The Complainant argues that the conduct of the Respondent falls squarely within the circumstances set out in paragraph 4(b)(ii) of the Policy. The Complainant points to the substantial involvement of the Respondent in previous cases under the Policy to establish a “pattern of conduct” for the purpose of paragraph 4(b)(ii). In particular, the Complainant refers to some of the following cases as a sample of cases previously involving this Respondent: Encyclopedia Britannica v. Michele Dinoia/SZK.com, WIPO Case No. D2005-0865; FNAC v. SZK.com, WIPO Case No. D2004-0413; Volvo Trademark Holding AB v. Michele Dinoia, WIPO Case No. D2004-0911; Phillip Morris USA, Inc. v. Michele Dinoia, SZK.com, WIPO Case No. D2005-0171; Venator Group Retail Inc. v. Michele Dinoia d/b/a SZK.com, Claim No. FA 0110000101506; Hillary Rodham Clinton v. Michele Dinoia a/k/a SZK.com, Claim No. FA 05020004314641; Twentieth Century Fox Film Corp. v. Michele Dinoia, Claim No. FA 0212000135643; Gap (Apparel), LLC v. Michele Dinoia a/k/a SZK.com, WIPO Case No. D2006-0545.
The Complainant also quotes from BellSouth Intellectual Property Corp.v. Michele Dinoia, WIPO Case No. D2004-0486, where the Panel stated that “The situation in the present matter does not seem to be different from the one relating to the numerous proceedings to which the Respondent [Dinoia/SZK.com] has participated in where his domain names were cancelled or transferred to complainants”. In that case, similarly to this one, the Respondent used a disputed domain name to divert Internet traffic to its web portal directory.
The words “in order to prevent” in paragraph 4(b)(ii) of the Policy also suggest that the Respondent must have known of the Complainant when it registered the disputed domain name. The fame of the Complainant in this case is strongly suggestive of the Respondent having such actual knowledge. Further, the Respondent’s actual knowledge of the Complainant is indicated by the entire incorporation of two of the Complainant’s trademarks in the disputed domain name. That combination also suggests that the Respondent had actual knowledge of the Complainant’s marks, and combined them to increase the risk of confusion.
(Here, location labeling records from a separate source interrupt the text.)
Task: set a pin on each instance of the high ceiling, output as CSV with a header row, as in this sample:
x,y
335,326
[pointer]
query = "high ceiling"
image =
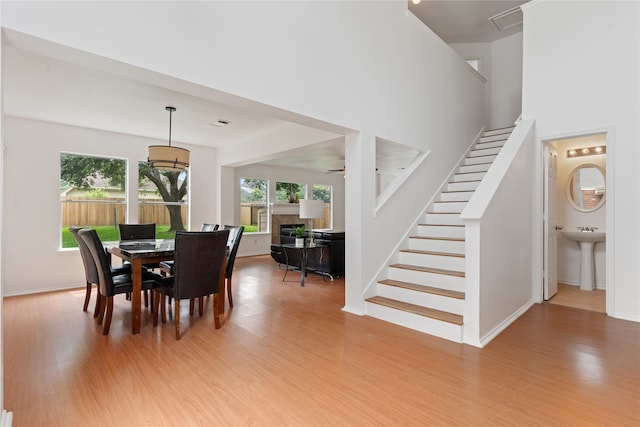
x,y
38,85
467,21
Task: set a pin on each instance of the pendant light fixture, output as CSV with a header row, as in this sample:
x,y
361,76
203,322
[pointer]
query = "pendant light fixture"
x,y
168,158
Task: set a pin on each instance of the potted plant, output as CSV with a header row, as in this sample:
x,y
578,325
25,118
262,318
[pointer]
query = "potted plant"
x,y
300,232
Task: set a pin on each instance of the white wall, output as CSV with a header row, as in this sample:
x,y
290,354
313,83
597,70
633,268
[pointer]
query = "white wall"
x,y
581,73
501,65
367,66
31,215
260,243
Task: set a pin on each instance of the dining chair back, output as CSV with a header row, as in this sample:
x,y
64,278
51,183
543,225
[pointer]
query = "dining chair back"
x,y
166,267
108,283
90,271
209,227
235,234
137,231
197,272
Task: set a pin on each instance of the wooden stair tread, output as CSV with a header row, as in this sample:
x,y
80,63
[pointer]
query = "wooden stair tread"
x,y
429,270
444,213
416,251
459,182
424,288
450,239
417,309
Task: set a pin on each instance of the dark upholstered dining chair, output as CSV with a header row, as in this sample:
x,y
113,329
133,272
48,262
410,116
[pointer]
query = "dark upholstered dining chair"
x,y
108,284
91,272
139,232
198,270
235,234
167,266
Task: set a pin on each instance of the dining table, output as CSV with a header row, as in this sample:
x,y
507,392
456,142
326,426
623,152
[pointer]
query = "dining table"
x,y
149,251
139,253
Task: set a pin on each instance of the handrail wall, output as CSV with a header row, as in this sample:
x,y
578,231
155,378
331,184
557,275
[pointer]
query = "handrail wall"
x,y
499,241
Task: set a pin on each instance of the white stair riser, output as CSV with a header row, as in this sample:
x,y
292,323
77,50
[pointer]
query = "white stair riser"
x,y
477,160
498,132
444,281
416,322
432,261
489,144
424,299
485,152
472,176
440,231
448,206
437,245
462,186
474,168
444,219
461,196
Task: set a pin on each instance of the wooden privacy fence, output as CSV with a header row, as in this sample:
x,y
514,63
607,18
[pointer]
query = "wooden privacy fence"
x,y
111,212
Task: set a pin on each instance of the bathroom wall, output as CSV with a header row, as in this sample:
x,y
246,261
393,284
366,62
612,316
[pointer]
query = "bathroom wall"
x,y
570,218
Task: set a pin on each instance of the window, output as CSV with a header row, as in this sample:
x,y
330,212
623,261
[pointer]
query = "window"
x,y
163,199
323,192
92,194
289,192
253,205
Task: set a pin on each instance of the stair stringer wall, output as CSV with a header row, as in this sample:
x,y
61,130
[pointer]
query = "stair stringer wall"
x,y
499,241
370,289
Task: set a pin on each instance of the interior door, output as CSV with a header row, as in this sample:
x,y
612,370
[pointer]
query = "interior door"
x,y
551,226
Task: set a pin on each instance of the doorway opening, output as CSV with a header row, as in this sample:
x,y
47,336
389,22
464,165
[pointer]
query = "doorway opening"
x,y
574,188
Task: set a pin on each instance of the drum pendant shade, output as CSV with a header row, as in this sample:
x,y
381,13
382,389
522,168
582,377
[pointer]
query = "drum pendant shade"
x,y
166,157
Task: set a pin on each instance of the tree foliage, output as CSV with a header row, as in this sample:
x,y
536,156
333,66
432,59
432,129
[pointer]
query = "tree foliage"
x,y
84,171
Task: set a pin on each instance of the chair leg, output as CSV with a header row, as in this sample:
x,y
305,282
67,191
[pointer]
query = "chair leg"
x,y
107,322
163,308
216,310
96,310
229,292
156,305
87,297
177,316
103,302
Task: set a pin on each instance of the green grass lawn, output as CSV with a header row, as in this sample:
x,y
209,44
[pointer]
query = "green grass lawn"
x,y
109,233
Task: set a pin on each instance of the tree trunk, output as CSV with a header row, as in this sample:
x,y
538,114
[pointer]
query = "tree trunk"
x,y
175,216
This evidence is more than sufficient for the Complainant to establish its case under paragraph 4(b)(ii) of the Policy.
There is further evidence of bad faith in this case, including evidence that would be likely to establish the grounds under paragraph 4(b)(iv) of the Policy, and evidence provided by the Complainant of other aspects of bad faith. But, for the reasons set out above, it is not necessary for the Panel to further consider that evidence.
The Complainant has established this third element of the Policy.
For all the foregoing reasons, in accordance with paragraphs 4(i) of the Policy and 15 of the Rules, the Panel orders that the domain name <datelinenbc.com> be transferred to the Complainant.